BOSTON (Reuters) - Investor Jeffrey Tarrant, whose firm Protege Partners backed billionaire managers including William Ackman and Marc Lasry early in their careers and made a bet with Warren Buffett that hedge funds would outperform a passive index fund, has died at age 63.
Tarrant died on Aug. 5 at his home in Bridgehampton, New York, his firm said, giving the cause of death as brain cancer.
Over 17 years, Tarrant turned Protege Partners into a powerful backer of small hedge funds, often identifying and seeding portfolios before they became widely known and successful. Protege was the biggest early investor with John Paulson’s Credit Opportunities Fund that bet against subprime mortgages and earned Paulson & Co. $15 billion (£12.3 billion) in 2007.
“Jeff had a gift for thinking ahead of industry trends and had an irrepressible entrepreneurial spirit,” said Ted Seides who co-founded Protege with Tarrant in 2001.
“From the first database for hedge funds, early seeding of managers and shorting credit and subprime before the financial crisis, to his most recent passion for machine learning, Jeff held forward-thinking original ideas and a drive to bring them to fruition,” added Seides, who hosts Capital Allocators podcast.
News of his death generated an outpouring on social media and within the hedge fund industry with many sharing anecdotes of how Tarrant helped them.
Jeff “was keen to develop and support talent, then step back to let them stand on their own feet. May he rest in peace,” Mohamed El-Erian, chief economic adviser at Allianz and former chief executive at Pacific Investment Management Co wrote on Twitter.

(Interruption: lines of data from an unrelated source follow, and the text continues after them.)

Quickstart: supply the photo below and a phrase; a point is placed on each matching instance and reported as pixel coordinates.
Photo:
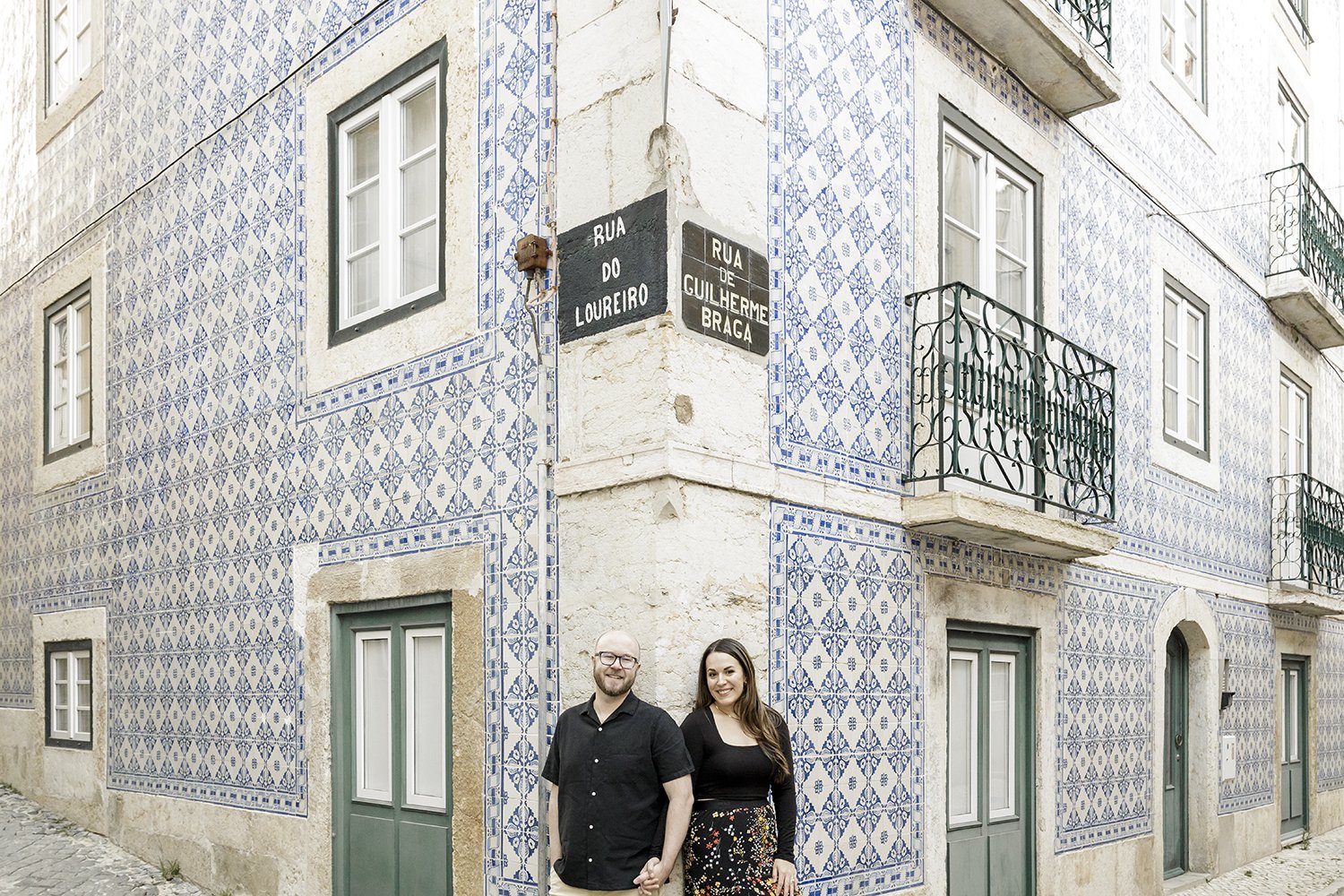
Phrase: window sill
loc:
(67, 469)
(53, 120)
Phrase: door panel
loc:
(1292, 796)
(1175, 775)
(392, 751)
(989, 764)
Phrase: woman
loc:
(737, 845)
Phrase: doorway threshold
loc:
(1183, 882)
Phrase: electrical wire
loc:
(196, 145)
(1166, 212)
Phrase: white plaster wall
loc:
(679, 564)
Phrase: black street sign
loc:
(615, 269)
(725, 289)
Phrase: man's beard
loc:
(610, 688)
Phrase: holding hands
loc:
(652, 877)
(785, 879)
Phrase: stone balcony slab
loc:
(1040, 47)
(984, 520)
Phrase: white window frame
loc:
(1011, 661)
(70, 47)
(70, 702)
(1295, 429)
(972, 742)
(1172, 18)
(78, 430)
(989, 167)
(1292, 710)
(362, 790)
(1177, 382)
(1290, 109)
(387, 110)
(413, 797)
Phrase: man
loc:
(620, 785)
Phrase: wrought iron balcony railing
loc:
(1002, 402)
(1091, 21)
(1306, 231)
(1308, 538)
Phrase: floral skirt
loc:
(730, 852)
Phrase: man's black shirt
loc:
(610, 775)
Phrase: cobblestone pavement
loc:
(45, 855)
(1314, 869)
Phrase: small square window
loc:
(67, 365)
(70, 46)
(1185, 370)
(70, 694)
(1182, 42)
(387, 199)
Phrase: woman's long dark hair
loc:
(757, 718)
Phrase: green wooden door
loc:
(392, 735)
(989, 764)
(1175, 774)
(1292, 794)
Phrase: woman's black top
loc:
(741, 775)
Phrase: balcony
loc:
(1308, 546)
(1061, 48)
(1305, 276)
(1012, 437)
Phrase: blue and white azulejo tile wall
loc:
(847, 669)
(220, 461)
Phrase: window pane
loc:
(960, 257)
(961, 185)
(418, 123)
(419, 196)
(375, 723)
(419, 260)
(1000, 737)
(59, 384)
(363, 284)
(961, 737)
(1011, 218)
(83, 417)
(363, 220)
(1011, 285)
(59, 336)
(427, 751)
(83, 365)
(83, 53)
(82, 327)
(363, 153)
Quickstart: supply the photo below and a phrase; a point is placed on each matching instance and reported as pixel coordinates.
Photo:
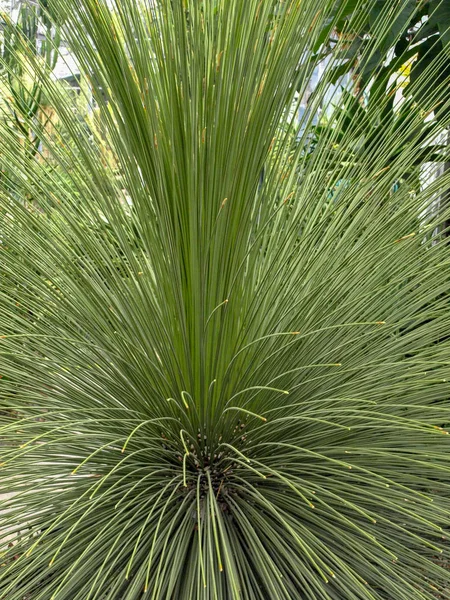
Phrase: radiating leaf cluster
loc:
(224, 330)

Two years ago Tarrant was diagnosed and treated for brain cancer. He stepped back from day-to-day management and moved into a newly created role of chairman, appointing Carol O’Donnell, who had been the firm’s chief compliance officer, as chief executive officer.
At the height of the financial crisis, Tarrant and Seides in 2008 made a $1 million bet with Warren Buffett, long considered one of the world’s most successful investors, that their basket of chosen hedge funds would outperform a Standard & Poor’s 500 stock index fund over 10 years. They lost. Still Tarrant told the Financial Times in 2017 that he felt he had won given all the access he had to Buffett over the decade.
Tarrant graduated from Harvard Business School and co-managed the Sequoia Fund, a prominent portfolio, early in his career. He is survived by two daughters and two sisters.